A number of my clients use it to collect payments on their websites because it is free to join, the fees are comparable to other merchant services and your customers no longer need a PayPal account to make a purchase or pay an invoice with PayPal. It is a great option for letting people pay you online.

Several weeks ago, a client of mine called because one of her customers kept having their credit card declined by PayPal and she wanted to know what could be the matter. We did some sleuthing. I called the PayPal customer service number (888-215-5506), but since the difficulty didn’t happen with a transaction on my PayPal account they couldn’t check the logs. When my client called, they were able to look at the error logs and we found out why the credit card would not go through.
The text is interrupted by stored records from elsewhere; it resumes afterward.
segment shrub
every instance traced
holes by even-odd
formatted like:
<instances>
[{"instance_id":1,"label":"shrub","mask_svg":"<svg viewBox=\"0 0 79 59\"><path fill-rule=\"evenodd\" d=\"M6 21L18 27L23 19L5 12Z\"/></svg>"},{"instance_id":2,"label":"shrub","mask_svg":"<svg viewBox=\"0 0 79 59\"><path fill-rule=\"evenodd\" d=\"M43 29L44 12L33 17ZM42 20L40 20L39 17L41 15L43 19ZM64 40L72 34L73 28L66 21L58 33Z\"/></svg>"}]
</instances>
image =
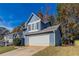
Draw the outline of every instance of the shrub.
<instances>
[{"instance_id":1,"label":"shrub","mask_svg":"<svg viewBox=\"0 0 79 59\"><path fill-rule=\"evenodd\" d=\"M20 40L19 38L15 38L15 39L13 40L13 44L14 44L15 46L20 46L20 45L21 45L21 40Z\"/></svg>"}]
</instances>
AND it wasn’t for all your normal reasons like the billing address doesn’t match the credit card address or the card is maxed out. It was for a reason that never would have occurred to me.
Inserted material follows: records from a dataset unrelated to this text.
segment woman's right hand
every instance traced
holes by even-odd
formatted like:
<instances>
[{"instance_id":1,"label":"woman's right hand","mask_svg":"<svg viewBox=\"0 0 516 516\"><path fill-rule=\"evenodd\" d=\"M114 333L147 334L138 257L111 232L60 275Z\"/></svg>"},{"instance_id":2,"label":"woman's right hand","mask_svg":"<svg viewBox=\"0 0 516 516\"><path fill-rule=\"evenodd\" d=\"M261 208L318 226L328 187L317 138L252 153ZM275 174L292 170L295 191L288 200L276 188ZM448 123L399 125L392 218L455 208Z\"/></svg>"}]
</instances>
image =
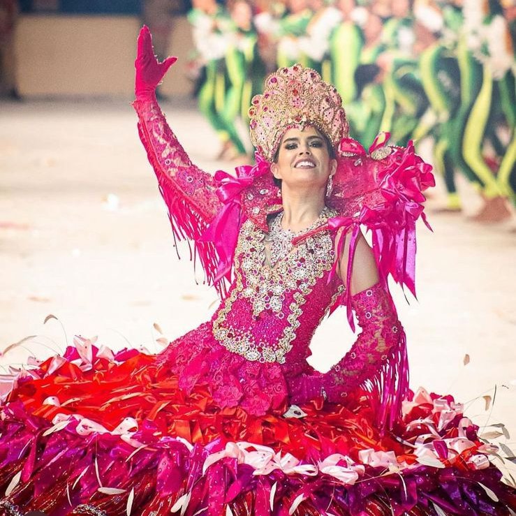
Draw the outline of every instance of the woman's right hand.
<instances>
[{"instance_id":1,"label":"woman's right hand","mask_svg":"<svg viewBox=\"0 0 516 516\"><path fill-rule=\"evenodd\" d=\"M152 36L149 27L144 25L138 36L135 80L135 94L138 101L154 98L156 87L161 82L170 66L177 60L177 57L167 57L160 63L154 55Z\"/></svg>"}]
</instances>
When you go to check out with PayPal, there is an option to not check out with a PayPal account (see image below).

The reason why the customer’s credit card was being rejected was because the customer had a PayPal account with that credit card number recorded in it. However, the customer didn’t realize that they could pay by credit card logging into their PayPal account, or for some reason wanted not to log into their PayPal account, so they had clicked on “Don’t have a Paypal account” option and were trying to pay outside of their PayPal account.

PayPal assumes that if a credit card number is in someone’s PayPal account, and then a charge is run through on the same number but not through the PayPal account, there may be fraud involved. The card might have been lost or stolen.
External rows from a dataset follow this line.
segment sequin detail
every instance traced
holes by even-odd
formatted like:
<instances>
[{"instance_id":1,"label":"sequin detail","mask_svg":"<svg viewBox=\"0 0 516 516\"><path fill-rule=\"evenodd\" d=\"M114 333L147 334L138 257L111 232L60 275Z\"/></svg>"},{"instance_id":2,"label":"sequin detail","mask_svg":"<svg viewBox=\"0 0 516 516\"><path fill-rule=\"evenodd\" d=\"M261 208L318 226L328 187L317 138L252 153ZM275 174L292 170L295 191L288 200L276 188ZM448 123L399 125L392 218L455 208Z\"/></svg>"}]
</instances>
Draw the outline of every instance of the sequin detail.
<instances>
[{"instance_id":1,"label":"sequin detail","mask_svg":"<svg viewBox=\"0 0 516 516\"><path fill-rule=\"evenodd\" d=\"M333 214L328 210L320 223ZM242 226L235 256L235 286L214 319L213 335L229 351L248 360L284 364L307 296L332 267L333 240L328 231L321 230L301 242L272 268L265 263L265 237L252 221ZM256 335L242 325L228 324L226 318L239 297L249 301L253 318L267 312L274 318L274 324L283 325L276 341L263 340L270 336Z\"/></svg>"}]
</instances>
If you have a PayPal account, the option “Don’t have a PayPal account” will not work unless you use a credit card number that is not associated with your PayPal account.

PayPal defaults, I believe, to extract payments from the bank account that you have on file. If times are lean and your bank account is feeling anemic, then you may hesitate to use PayPal for purchases. It is very very easy, however, to change the payment method for a purchase once you’ve logged into your PayPal account.

When you log into your PayPal account to make a purchase, there is a link to change your payment method.

When you click the change link, you can then select to pay with your credit card on file.

In conclusion, if you have a credit card on file with PayPal, and want to make purchases with that credit card, you need to do it by logging into your PayPal account and selecting it as a payment method. If you try to use it without logging into your PayPal account, chances are it will be declined.